I’m looking for testers for a module I’ve been working on. It integrates with player bots using a simple LLM setup powered by Ollama, designed to run on a local machine. Right now, it’s using a 1B model, a 3b or 8b is preferable (If you have access to a GPU)
The cool thing is that the 1B model is currently running on CPU, so no GPU is required to use the module. I’m running it on a 6-core server with 24GB of RAM, and it performs well. For reference, the 1B model requires about 8–10GB of memory to run.
The goal is to make the bot responses feel more human-like.
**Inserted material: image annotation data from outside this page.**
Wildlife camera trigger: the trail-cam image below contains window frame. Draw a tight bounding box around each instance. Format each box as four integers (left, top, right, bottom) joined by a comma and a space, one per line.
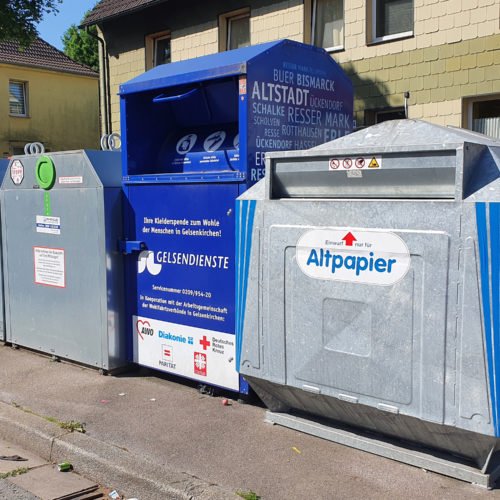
145, 31, 172, 71
462, 93, 500, 137
219, 7, 252, 52
311, 0, 346, 52
9, 80, 29, 118
370, 0, 415, 43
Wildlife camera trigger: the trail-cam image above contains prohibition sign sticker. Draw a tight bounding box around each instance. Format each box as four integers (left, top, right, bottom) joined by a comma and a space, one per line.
330, 158, 340, 170
356, 158, 365, 168
342, 158, 352, 169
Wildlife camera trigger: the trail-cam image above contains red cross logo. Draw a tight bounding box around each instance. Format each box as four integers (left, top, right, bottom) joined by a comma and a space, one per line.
200, 335, 210, 351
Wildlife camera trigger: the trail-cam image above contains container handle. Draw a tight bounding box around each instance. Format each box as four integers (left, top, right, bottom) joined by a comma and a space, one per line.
153, 88, 199, 102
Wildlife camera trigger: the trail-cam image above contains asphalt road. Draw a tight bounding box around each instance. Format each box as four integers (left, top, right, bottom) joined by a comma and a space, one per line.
0, 479, 39, 500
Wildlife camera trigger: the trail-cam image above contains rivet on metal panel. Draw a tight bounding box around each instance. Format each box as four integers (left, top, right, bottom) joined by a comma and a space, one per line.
338, 394, 359, 403
377, 403, 399, 415
302, 384, 321, 394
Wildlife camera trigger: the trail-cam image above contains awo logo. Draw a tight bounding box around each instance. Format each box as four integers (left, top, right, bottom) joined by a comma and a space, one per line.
137, 250, 162, 276
135, 319, 155, 340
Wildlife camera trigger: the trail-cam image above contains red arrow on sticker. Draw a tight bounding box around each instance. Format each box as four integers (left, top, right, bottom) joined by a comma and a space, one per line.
342, 232, 357, 247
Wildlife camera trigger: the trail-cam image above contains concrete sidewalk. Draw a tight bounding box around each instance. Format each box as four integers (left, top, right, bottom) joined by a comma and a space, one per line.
0, 346, 500, 500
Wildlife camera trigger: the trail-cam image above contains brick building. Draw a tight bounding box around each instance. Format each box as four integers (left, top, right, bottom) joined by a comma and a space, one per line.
84, 0, 500, 137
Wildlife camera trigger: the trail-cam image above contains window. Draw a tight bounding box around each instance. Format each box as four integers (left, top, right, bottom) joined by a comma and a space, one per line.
364, 108, 406, 127
9, 81, 28, 116
146, 31, 172, 69
467, 95, 500, 139
219, 9, 250, 51
312, 0, 344, 51
372, 0, 413, 41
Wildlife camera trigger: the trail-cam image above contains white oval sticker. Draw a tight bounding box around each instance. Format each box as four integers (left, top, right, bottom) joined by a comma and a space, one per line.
296, 229, 411, 285
203, 130, 226, 153
175, 134, 198, 155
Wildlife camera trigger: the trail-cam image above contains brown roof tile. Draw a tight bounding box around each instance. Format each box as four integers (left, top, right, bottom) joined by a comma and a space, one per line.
82, 0, 166, 26
0, 38, 99, 77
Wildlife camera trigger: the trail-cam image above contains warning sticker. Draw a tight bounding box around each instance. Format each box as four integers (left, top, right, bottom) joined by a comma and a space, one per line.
10, 160, 24, 185
328, 156, 382, 172
33, 247, 66, 288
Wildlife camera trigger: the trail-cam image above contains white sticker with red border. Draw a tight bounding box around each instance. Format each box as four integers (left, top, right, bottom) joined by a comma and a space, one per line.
36, 215, 61, 234
59, 175, 83, 184
328, 156, 382, 172
33, 247, 66, 288
10, 160, 24, 186
296, 229, 411, 285
133, 316, 239, 391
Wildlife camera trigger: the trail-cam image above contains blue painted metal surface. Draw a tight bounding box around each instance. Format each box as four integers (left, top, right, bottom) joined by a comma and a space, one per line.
476, 203, 500, 437
236, 200, 257, 369
120, 40, 353, 393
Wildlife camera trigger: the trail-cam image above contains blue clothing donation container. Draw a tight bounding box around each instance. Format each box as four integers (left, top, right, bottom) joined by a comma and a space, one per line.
0, 158, 10, 342
120, 40, 353, 393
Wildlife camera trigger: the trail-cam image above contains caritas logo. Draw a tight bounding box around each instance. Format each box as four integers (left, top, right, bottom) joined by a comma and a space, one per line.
135, 319, 155, 340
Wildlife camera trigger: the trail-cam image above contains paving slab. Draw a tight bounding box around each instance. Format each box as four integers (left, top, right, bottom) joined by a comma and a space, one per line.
0, 347, 500, 500
0, 439, 48, 474
8, 464, 99, 500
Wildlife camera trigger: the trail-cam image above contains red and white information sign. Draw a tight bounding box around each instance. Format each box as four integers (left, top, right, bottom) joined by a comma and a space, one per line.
133, 316, 239, 390
33, 247, 66, 288
328, 156, 382, 172
10, 160, 24, 185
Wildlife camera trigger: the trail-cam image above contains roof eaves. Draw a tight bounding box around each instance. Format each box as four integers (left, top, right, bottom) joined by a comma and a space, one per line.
0, 59, 99, 80
78, 0, 168, 29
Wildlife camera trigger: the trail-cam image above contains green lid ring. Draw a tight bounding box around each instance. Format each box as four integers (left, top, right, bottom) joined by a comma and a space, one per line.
35, 156, 56, 190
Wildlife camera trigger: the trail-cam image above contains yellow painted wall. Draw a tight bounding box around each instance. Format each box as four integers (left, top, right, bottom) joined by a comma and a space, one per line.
0, 64, 99, 156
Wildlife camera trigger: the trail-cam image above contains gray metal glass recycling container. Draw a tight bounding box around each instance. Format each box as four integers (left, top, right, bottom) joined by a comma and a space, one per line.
237, 120, 500, 484
1, 150, 125, 370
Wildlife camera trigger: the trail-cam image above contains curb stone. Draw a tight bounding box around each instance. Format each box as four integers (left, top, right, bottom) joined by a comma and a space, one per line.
0, 402, 239, 500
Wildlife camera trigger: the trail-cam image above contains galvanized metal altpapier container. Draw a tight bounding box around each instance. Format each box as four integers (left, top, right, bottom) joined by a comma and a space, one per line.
120, 40, 353, 393
237, 120, 500, 478
2, 150, 126, 370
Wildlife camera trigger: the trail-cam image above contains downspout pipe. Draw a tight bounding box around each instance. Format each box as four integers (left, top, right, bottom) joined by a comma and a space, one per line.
85, 26, 111, 134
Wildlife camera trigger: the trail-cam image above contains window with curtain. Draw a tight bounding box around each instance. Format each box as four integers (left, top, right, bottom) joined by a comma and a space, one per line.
227, 14, 250, 50
471, 99, 500, 139
373, 0, 413, 39
145, 31, 172, 70
154, 36, 171, 66
9, 81, 28, 116
312, 0, 344, 50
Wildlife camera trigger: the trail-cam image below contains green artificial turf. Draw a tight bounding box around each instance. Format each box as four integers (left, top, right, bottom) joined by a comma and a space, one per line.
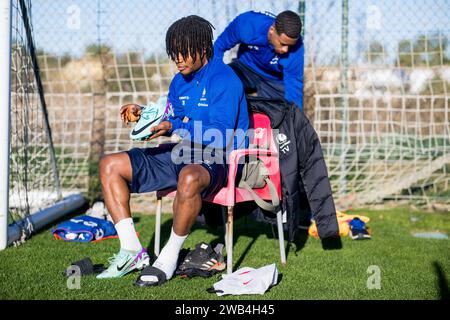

The configuration offers a lot of flexibility. You can:
Adjust how many player bots respond to each input. (Currently, 2–3 bots respond, with a 75% chance of replying and a 25% chance of ignoring.)
Customize the personalities of the bots to make their responses more varied and unique.
If no response is generated, the system falls back to the player bots’ prebuilt responses.
If you’re interested in testing it out, you can download the module from my GitLab server here:
https://gitlab.realsoftgames.win/krazor/mod_llm_chat
Let me know if you have any feedback or ideas to improve it!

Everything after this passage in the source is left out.